Peter Brook, légende du théâtre, est décédé à 97 ans
Ce fils d'immigrés lituaniens juifs a réinventé l'art de la mise en scène en privilégiant des formes épurées au lieu des décors traditionnels
Le Britannique Peter Brook, légende du théâtre et l’un des metteurs en scène les plus influents du XXe siècle, est décédé samedi à l’âge de 97 ans, a appris l’AFP dimanche auprès de son entourage, confirmant une information du Monde.
Le maître de théâtre, né en Grande-Bretagne mais qui a mené une grande partie de sa carrière en France, à la tête de son théâtre parisien Les Bouffes du Nord, avait réinventé l’art de la mise en scène en privilégiant des formes épurées au lieu des décors traditionnels.
C’est dans les années 60, après des dizaines de succès, dont de nombreuses pièces de Shakespeare, et après avoir dirigé les plus grands – de Laurence Olivier à Orson Welles – que ce fils d’immigrés lituaniens juifs entame sa période expérimentale.
Il crée avec la Royal Shakespeare Company un « Roi Lear » dépouillé (1962) et surtout sa surprenante production de « Songe d’une nuit d’été » (1970) dans un gymnase en forme de cube blanc : c’est la théorie de « l’espace vide » qui marquera définitivement le théâtre contemporain.
Parue pour la première fois sous forme d’ouvrage en 1968, elle laisse libre cours à l’imagination du public et est considérée comme une « bible » pour les amoureux du théâtre avant-gardiste. « Je peux prendre n’importe quel espace vide et l’appeler une scène » est une de ses célèbres phrases.
« Le visionnaire, le provocateur, le prophète, le filou et l’ami avec les yeux les plus bleus que j’aie jamais vus, a quitté la maison », a tweeté dimanche son compatriote metteur en scène et acteur Simon McBurney.
Son « Marat/Sade » fascine Londres et New York et lui vaut un Tony Award en 1966.

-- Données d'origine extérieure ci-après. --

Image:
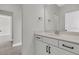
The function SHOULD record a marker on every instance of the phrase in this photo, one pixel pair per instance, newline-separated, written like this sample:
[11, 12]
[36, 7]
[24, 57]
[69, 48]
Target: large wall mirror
[62, 17]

Au début des années 70, il s’installe en France où il fonde le « Centre international de recherche théâtrale », au Théâtre des Bouffes du Nord.
Pièces monumentales
Il monte des pièces monumentales nourries d’exotisme, avec des acteurs de différentes cultures, et tournera dans le monde entier, souvent dans des lieux inédits : des villages africains jusqu’aux rues du Bronx en passant par la banlieue parisienne.
Sa pièce la plus connue est « Le Mahabharata », épopée de neuf heures de la mythologie hindoue (1985), qu’il présentera pour la première fois au festival d’Avignon et qui sera adaptée au cinéma en 1989.
Dans les années 90, lorsqu’il triomphe au Royaume-Uni avec « Oh les beaux jours », de Samuel Beckett, les critiques le saluent comme « le meilleur metteur en scène que Londres n’a pas ».
Après une aventure de plus de 35 ans aux Bouffes du Nord, Peter Brook quitte la direction du théâtre en 2010, à 85 ans, tout en continuant d’y monter des mises en scène, jusqu’à récemment.
« Peter Brook nous a offert les plus beaux silences du théâtre mais ce dernier silence est d’une infinie tristesse », a réagi sur Twitter la ministre française de la Culture Rima Abdul Malak, estimant qu’avec lui « la scène s’est épurée jusqu’à l’intensité la plus vive ».
En 2019, il rend hommage dans « Why? » à Meyerhold, grande figure russe du théâtre et victime des purges staliniennes, rappelant une de ses citations: « Le théâtre est une arme dangereuse ».
Il a toujours refusé de faire du théâtre engagé, préférant un théâtre qui invite à la réflexion ou à la spiritualité, que ce soit avec des pièces shakespeariennes ou des adaptations comme Carmen.
« Certains journalistes viennent me demander: ‘Alors, vous pensez pouvoir changer le monde?’. Cela me fait rire. Je n’ai jamais eu cette prétention, c’est ridicule », confiait en 2018 à l’AFP celui qui avait été ébranlé trois ans plus tôt par le décès de son épouse, la comédienne Natasha Parry.
Outre sa fidèle collaboratrice Marie-Hélène Estienne, il laisse derrière lui deux enfants, le réalisateur Simon Brook et la metteure en scène de théâtre Irina Brook.